Pedimos el taxi desde una aplicación barata y esperamos. Luego de diez minutos, y contra toda norma, llegó un conductor fumando un Marlboro que echaba más humo que el exhosto del carro, y sin reparar en los pasajeros entonaba las canciones de Karol G a medio pulmón. El viaje fue rápido y en un santiamén llegamos a la zona hotelera recomendada. Busqué para el grupo un hospedaje económico, como si esto fuese un requisito para descansar mejor, aunque algunos consideraban que ahorrar era más importante que dormir.

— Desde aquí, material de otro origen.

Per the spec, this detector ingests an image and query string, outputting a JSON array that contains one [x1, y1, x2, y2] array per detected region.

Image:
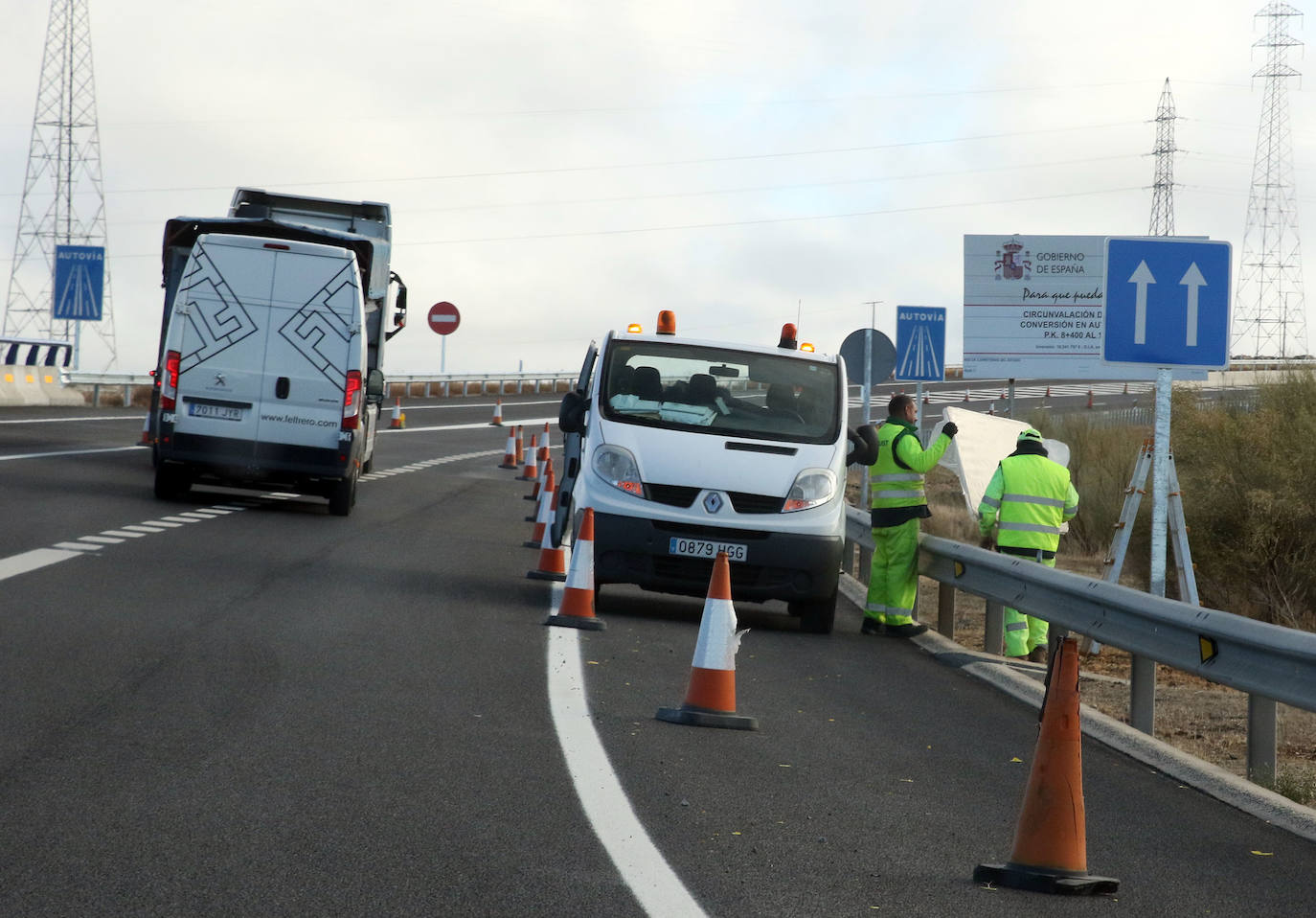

Tres cotizaciones y ya estábamos en el lobby del hotel Lyon, esperando el ascensor que nos llevaría a una habitación de cuatro camas ordenadas militarmente, y que olían a límpido puro. Por los pasillos se oían jadeos, risas, y sobre las ventanas había prendas mojadas que destilaban agua sucia. Nadie prestaba atención a la escena, porque venían a descansar, a pasear, no a criticarlo todo como suele hacerse en las ciudades pequeñas. Una siesta mediana nos reinició a todos por completo, y los adultos deseaban salir a comerse la ciudad. Yo dudaba que eso de «comerse la ciudad» fuera cierto, pues a esa edad se recorren cinco cuadras y ya traquean las rodillas, además de la necesidad crónica de correr al baño cada diez minutos.

Una del grupo me pidió que la acompañara a fumar en el balcón principal. Ensimismada, expresó el deseo de ir al lugar donde grabaron la Vendedora de Rosas, esa película que muestra niños oliendo pegante y huyéndole a la muerte igual que al diablo.  Respondí que buscaríamos por internet la dirección, y mientras el cigarrillo hacía los suyo en sus pulmones, las sirenas, no sabemos si de bomberos o urgencias, comenzaron a sonar con estridencia sobre la avenida que cruzaba el hotel. La curiosidad, madre de todo chisme que nace en los ojos y se nutre por las orejas, nos llevó a fijarnos en un corrillo de gente que obstaculizaba el paso de los carros, una cuadra más adelante.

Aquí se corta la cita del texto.